Dopo l’interesse da parte di Giacomo Racioppi, autore di Storia dei popoli della Lucania e della Basilicata, ed Emilio Magaldi, a partire dal 1951 iniziarono gli scavi del teatro, diretti da Pellegrino Claudio Sestrieri. Sulla tutela del territorio operò invece per un certo periodo il Museo Provinciale di Potenza.

Tuttavia, è dal 1964, con l’istituzione della Soprintendenza Archeologica della Basilicata, che sono iniziati ricerche e scavi sistematici, grazie all’opera di Dinu Adamesteanu. Dal 1969 fu Liliana Giardino, dell’Università di Lecce, a scavare a Grumentum, ricostruendo gran parte del tessuto urbano della città e le dinamiche storiche dell’abitato, e indagando con scavi stratigrafici diversi settori dell'abitato. Dopo il 1980 la Soprintendenza, sotto la direzione di Paola Bottini prima e di Maria Luisa Nava poi, ha promosso nuovi scavi, specialmente nell’anfiteatro e nel foro, dove è stata ritrovata la famosa testa di Livia capite velato. L'area del foro è stata successivamente studiata anche da un’equipe della Sapienza – Università di Roma, e, dal 2005, da Attilio Mastrocinque (Università di Verona), che ha proposto la datazione cesariana per la deduzione coloniaria del centro. Dal 1999 al 2003 le terme imperiali sono state scavate da Hansjorg Thaler.

Per quanto riguarda il territorio, la Soprintendenza ha effettuato importanti ricerche legate a opere di urbanizzazione e realizzazione di infrastrutture e gasdotti. Specialmente negli ultimi 15 anni, a seguito della scoperta di un importante giacimento petrolifero, e dei lavori per la realizzazione dell’oleodotto Viggiano-Taranto, e della rete di raccolta dai pozzi petroliferi al Centro Olio, numerose scoperte archeologiche hanno permesso di comprendere meglio alcune modalità insediative in valle.

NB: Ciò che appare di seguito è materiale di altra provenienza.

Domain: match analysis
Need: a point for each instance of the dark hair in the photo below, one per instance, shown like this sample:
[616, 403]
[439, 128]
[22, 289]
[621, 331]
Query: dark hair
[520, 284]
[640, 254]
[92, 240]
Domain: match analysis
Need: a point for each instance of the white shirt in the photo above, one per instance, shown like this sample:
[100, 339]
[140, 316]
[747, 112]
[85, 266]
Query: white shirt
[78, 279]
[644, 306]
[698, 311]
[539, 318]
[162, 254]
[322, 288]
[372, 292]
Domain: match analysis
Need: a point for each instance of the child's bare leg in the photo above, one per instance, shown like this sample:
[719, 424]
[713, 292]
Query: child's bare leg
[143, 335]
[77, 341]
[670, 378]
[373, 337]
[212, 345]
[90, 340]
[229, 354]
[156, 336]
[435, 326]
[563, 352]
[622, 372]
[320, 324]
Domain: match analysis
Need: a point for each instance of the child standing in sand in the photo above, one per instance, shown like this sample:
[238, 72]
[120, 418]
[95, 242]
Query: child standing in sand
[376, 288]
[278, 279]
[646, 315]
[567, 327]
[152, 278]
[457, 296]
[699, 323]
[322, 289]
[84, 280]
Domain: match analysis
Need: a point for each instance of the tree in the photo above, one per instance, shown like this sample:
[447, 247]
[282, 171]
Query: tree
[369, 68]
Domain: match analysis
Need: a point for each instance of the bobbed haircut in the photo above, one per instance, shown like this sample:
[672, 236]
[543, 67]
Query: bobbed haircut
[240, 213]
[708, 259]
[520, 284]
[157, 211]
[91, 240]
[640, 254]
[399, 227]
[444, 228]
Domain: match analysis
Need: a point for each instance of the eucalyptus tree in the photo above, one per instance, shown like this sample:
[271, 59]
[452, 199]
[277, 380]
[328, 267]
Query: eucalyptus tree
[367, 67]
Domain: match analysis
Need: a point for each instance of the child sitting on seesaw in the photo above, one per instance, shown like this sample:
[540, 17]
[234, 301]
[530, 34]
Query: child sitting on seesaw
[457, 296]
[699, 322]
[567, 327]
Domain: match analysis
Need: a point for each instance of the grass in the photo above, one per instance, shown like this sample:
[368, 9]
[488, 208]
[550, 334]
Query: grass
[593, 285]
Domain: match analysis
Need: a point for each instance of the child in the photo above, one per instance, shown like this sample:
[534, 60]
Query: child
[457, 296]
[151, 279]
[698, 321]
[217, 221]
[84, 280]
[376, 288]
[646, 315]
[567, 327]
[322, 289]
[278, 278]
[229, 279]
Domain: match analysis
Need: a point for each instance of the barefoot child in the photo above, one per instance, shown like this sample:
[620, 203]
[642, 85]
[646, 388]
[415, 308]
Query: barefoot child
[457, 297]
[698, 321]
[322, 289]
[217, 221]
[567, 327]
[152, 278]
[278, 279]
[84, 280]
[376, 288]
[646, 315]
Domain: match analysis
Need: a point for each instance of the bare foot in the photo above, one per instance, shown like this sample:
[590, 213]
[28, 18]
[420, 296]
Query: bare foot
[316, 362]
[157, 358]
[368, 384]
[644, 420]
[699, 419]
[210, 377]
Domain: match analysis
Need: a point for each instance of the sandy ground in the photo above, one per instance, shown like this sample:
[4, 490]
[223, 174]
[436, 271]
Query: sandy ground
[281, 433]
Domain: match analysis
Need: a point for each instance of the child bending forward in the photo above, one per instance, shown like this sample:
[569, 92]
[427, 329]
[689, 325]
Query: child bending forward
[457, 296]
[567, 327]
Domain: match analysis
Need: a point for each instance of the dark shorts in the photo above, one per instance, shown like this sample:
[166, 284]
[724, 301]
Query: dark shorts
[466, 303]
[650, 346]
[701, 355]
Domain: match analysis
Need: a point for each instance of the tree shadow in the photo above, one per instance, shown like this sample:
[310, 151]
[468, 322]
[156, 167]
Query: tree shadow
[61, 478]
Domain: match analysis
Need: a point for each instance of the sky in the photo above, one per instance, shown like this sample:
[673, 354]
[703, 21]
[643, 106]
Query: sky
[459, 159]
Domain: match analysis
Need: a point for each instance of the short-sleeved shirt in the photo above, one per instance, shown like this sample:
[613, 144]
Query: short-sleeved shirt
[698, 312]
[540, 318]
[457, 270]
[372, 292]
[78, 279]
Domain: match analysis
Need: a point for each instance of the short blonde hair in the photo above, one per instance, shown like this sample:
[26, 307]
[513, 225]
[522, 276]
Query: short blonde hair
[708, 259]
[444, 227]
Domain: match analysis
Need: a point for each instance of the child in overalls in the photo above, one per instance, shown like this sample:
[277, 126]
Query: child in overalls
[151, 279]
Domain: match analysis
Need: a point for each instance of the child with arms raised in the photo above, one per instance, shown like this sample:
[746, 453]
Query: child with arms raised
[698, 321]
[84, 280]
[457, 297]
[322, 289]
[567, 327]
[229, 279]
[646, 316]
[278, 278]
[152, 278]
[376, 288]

Le prime ricerche territoriali, che fino al 2012 si limitavano a indagini e scavi di archeologia preventiva operati dalla Soprintendenza, sono in corso grazie a un progetto di Topografia antica e di Geoarcheologia, promosso dalle Università di Bologna e della Sapienza – Università di Roma, diretto e coordinato sul campo da Francesco Tarlano per gli aspetti archeologici e da Antonio Priore per gli aspetti geologici. Grazie all’interrelazione di dati bibliografici e d’archivio, di dati raccolti con survey archeologico di superficie e di indagini geomorfologiche, geognostiche e paleoambientali, è stato possibile ricostruire una Carta delle Potenzialità archeologiche dell’alta Val d’Agri, nella quale si colgono appieno in maniera diacronica le dinamiche insediative in rapporto alla geografia fisica, e più in generale si ricostruisce l’evoluzione morfologica e storica di un paesaggio montano particolarmente importante nel quadro archeologico lucano.